Average yearly income for female architects in the Middle East less than $15,000, according to MEA survey

Average yearly income for female architects in the Middle East less than $15,000, according to MEA survey
Published: 18 April 2019 - 6:26 a.m.
By: Michael Hasenstab

In March, Middle East Architect conducted an online survey focusing on workplace conditions for female architects in the Middle East, which revealed that the average yearly income for women in architecture is less than $15,000.

The survey received the participation of 141 female architects who live and work across the Middle East, with the following breakdown: the UAE (49%), Egypt (11%), Jordan (8%), Palestine (3%), Iraq (2%), Lebanon (2%), Saudi Arabia (1%), Kuwait (1%), Bahrain (1%), Libya (1%), and Turkey (1%). The remaining participants did not disclose their location.

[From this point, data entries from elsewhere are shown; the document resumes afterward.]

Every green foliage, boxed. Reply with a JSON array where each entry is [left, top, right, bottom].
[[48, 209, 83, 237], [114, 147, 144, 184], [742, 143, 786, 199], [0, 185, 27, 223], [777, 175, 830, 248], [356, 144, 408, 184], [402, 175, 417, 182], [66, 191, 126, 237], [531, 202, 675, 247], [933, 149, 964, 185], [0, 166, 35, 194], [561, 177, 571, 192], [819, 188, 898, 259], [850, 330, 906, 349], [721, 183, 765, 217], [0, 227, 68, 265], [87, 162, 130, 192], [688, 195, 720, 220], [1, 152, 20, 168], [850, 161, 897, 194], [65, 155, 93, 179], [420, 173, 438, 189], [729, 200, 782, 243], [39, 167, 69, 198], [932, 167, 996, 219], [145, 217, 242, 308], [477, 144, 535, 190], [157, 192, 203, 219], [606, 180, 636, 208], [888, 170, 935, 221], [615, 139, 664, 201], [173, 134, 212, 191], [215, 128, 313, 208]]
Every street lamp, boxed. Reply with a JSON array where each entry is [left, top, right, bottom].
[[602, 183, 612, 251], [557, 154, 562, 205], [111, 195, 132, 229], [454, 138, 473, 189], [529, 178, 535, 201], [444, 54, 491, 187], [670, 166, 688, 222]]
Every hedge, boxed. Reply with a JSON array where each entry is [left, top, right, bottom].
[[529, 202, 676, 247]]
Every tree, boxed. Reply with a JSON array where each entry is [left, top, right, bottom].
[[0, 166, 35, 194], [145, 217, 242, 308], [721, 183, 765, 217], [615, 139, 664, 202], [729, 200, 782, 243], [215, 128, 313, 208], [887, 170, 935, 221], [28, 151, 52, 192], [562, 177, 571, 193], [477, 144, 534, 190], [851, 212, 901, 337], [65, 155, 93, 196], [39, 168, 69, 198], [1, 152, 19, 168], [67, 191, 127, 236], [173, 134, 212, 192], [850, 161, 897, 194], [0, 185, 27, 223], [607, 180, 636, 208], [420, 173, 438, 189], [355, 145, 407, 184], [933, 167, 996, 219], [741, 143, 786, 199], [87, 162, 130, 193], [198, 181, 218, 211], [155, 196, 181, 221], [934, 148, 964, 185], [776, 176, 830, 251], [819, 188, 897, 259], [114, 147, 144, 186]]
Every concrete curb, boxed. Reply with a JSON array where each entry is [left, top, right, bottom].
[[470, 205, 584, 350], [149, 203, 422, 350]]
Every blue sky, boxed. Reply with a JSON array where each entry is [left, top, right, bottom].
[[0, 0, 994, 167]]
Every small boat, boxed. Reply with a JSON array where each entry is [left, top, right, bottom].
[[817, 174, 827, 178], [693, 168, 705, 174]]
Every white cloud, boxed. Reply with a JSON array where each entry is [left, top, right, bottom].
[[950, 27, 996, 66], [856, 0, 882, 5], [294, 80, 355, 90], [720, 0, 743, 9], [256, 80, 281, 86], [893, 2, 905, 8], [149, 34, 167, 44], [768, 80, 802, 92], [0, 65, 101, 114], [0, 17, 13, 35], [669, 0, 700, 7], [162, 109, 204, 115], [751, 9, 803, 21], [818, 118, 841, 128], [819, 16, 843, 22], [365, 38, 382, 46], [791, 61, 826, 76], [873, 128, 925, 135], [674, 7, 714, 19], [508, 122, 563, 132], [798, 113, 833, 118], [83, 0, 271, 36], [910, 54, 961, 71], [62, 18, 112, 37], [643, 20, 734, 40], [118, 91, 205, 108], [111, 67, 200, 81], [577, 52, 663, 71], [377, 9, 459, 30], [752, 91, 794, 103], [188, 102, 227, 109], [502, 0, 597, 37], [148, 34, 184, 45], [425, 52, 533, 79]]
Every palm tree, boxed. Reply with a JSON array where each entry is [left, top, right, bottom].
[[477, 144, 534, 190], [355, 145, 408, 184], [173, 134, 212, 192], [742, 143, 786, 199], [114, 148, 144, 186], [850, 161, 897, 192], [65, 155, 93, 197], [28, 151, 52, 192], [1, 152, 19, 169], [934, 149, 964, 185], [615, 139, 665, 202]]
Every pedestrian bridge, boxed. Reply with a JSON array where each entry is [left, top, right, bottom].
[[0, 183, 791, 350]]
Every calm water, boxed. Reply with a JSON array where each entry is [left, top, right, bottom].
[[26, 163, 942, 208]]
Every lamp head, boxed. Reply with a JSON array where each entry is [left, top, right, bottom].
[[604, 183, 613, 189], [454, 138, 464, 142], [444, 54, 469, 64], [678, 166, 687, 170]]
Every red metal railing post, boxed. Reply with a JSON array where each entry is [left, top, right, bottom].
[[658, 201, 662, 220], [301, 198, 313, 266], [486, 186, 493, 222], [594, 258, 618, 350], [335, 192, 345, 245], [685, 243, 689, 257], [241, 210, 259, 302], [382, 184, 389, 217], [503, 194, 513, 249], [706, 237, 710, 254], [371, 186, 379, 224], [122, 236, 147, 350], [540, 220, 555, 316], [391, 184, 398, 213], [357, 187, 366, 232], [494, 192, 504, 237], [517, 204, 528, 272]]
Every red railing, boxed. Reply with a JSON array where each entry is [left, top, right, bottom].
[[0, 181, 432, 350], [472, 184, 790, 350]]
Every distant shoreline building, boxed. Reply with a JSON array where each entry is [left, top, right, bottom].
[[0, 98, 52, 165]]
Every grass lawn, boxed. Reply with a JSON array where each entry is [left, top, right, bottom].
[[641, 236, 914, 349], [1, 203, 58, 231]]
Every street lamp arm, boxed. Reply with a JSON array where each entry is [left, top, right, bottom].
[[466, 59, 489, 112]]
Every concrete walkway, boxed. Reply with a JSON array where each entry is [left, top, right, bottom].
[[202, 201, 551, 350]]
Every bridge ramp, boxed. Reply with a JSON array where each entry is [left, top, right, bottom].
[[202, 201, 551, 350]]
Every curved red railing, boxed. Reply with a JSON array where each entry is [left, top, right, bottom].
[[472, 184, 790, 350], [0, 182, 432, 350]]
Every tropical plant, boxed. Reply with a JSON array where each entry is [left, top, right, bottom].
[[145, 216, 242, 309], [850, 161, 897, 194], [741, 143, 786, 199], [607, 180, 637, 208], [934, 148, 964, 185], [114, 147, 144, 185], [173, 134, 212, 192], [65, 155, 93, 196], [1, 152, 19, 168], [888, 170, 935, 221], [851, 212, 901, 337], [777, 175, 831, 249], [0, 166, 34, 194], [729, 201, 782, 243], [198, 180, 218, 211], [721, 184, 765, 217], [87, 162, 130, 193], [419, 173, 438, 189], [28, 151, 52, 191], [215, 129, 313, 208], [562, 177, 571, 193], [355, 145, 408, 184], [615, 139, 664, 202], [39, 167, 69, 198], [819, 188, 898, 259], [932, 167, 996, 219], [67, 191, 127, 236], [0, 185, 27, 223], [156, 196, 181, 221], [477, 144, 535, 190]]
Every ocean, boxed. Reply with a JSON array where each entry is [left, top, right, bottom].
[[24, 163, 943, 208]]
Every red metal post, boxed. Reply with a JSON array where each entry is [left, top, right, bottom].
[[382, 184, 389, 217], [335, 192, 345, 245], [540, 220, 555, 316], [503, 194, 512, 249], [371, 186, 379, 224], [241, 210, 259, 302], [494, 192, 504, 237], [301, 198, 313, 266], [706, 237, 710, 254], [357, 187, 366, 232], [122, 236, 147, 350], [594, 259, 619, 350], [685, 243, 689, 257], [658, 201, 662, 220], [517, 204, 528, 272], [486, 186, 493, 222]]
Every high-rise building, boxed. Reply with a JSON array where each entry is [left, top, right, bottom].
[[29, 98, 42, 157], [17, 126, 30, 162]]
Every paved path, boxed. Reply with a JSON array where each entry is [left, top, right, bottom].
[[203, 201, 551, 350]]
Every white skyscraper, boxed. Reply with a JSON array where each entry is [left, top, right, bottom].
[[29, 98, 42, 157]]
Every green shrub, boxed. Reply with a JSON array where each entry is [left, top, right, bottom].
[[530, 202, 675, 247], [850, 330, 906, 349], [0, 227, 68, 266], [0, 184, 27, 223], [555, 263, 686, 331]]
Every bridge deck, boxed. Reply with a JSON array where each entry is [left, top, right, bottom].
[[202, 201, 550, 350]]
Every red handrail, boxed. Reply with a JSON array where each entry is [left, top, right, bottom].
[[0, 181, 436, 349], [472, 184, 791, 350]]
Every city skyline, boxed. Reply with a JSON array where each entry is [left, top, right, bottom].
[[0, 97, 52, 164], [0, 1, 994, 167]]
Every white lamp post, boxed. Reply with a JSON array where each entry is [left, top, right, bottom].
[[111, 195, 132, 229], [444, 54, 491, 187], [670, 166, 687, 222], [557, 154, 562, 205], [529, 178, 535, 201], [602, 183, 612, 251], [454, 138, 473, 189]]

The roles of the participants also range from interns to architects, senior architects to design managers, lead architects to heads of departments, as well as business owners.

The survey revealed that the average income for female architects in the Middle East is below $15,000 (35.29%), however, that accounts for the entire region from the Levant to North Africa, and differing economies play a large role.

Notably, though, 63% of participants believe that they receive a lower income than similarly qualified male architects and 50% said that they receive promotions or raises so infrequently that they cannot predict a pattern.

“I have been teaching architecture for over 18 years,” said Fatima*, an award-winning architect based in Egypt. “And I would say more than half of the student body is female. Many of them, however, shift careers after graduation or accept becoming drafters at architectural firms because of unjust income, late work hours, mental stress and, above all, criticism from society.

“Female architects are not usually given opportunities equal to those of male architects as they are expected to get married and change their priorities. The expectations of the community govern this process at large.”

According to Reem*, an Amman-based Jordanian architect, similar issues are faced in Jordan, where she and her female colleagues had been termed a “bad investment” for the company.

“I believe that many female architects have had similar encounters,” Reem added. “But I think it’s safe to say that the perception is changing for the better. More women are being recognised in architecture for their talent and effort.”